計画があるから軌道修正ができる

シバタ:なるほど、そういう数字の強さなんですね。中学生、高校生の頃はどうだったんですか?

経沢:それが、その頃に大きな挫折を経験しまして。中高一貫の私立女子高に通っていたのですが、周りの同級生が本当に頭がよく、息を吸うように勉強する子ばかりだったんです。

 私は勉強が苦手でした。なので、一度人生の目標を見失って、ボーっとしていたら、大学受験に全部落ちてしまって。そこから必死で勉強し直して、何とか慶應義塾大学に入った、という感じでした。

シバタ:その後、大学を卒業してリクルートにご入社された理由は何だったのですか?

女性起業家として注目を集める前はリクルートや楽天で働いていた経沢氏
女性起業家として注目を集める前はリクルートや楽天で働いていた経沢氏

経沢:当時は就職氷河期で、しかも女性だと会社説明会にすら入れてくれない会社も多かった気がします。
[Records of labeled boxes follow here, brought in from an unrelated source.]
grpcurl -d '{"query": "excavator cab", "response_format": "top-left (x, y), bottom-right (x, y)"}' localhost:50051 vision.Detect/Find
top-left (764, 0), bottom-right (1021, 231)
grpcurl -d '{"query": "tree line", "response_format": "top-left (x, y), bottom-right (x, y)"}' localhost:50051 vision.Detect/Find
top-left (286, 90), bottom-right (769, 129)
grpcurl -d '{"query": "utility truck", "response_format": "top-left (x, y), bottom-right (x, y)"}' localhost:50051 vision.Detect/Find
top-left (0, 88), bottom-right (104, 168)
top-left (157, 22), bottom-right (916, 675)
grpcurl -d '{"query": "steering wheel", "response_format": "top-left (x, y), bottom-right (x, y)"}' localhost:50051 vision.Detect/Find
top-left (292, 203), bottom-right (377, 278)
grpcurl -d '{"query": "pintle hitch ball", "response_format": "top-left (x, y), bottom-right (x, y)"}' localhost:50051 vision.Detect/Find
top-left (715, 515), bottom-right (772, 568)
OB訪問でも、「女性は男性の2倍頑張っても評価されないよ」なんて言われるので、わざわざ討ち死にしに行くのも嫌だな、と。

 そうこうしている中で出会ったリクルートは、そういう風土ではなかったんですよ。営業担当として、1年目でも5年目社員と同じ売上を上げれば同等の評価をしてくれる。リクルートで営業をやれば、キャリアを“早送り”できるんじゃないかと思って決めました。
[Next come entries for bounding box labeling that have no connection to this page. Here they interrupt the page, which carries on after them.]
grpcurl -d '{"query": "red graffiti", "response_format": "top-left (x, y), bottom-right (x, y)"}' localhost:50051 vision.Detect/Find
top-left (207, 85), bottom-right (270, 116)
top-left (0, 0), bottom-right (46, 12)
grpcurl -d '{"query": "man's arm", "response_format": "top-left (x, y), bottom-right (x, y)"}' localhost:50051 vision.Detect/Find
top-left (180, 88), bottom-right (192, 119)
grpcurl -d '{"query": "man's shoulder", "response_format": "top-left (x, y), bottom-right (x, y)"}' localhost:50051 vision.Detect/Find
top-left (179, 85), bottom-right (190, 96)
シバタ:実力主義で評価される会社に入りたかったのですね。

経沢:はい。というのも、当時の私は「30歳で結婚して子どもを産む」と何となく決めていまして。だから、30歳までに何者かにならないと、という焦りがありました。

シバタ:合理的というか、計画的な生き方は変わっていなかったと(笑)。

経沢:そうですね(笑)。

シバタ:でも、著名な経営者ほど、先に中長期目線でゴールを決めてから計画を立てると言いますよね? そういう意味では、仕事でもプライベートでも、先々の目標は絶対に立てておいたほうがいい。

 計画通りに進まないことのほうが多いものですが、目標がないと、どう軌道修正すればいいかも分からなくなりますから。

経沢:本当にその通りですね。リクルートで営業をしていた時も、会社に与えられた目標数字に対して、個人的に倍くらいの自己目標を設定していました。

 倍の金額にして行動計画を立てると、予想外の失注があっても、必ず100%は達成できるので。

シバタ:そういう感覚は、事業を行う上でとても役に立ちますよね。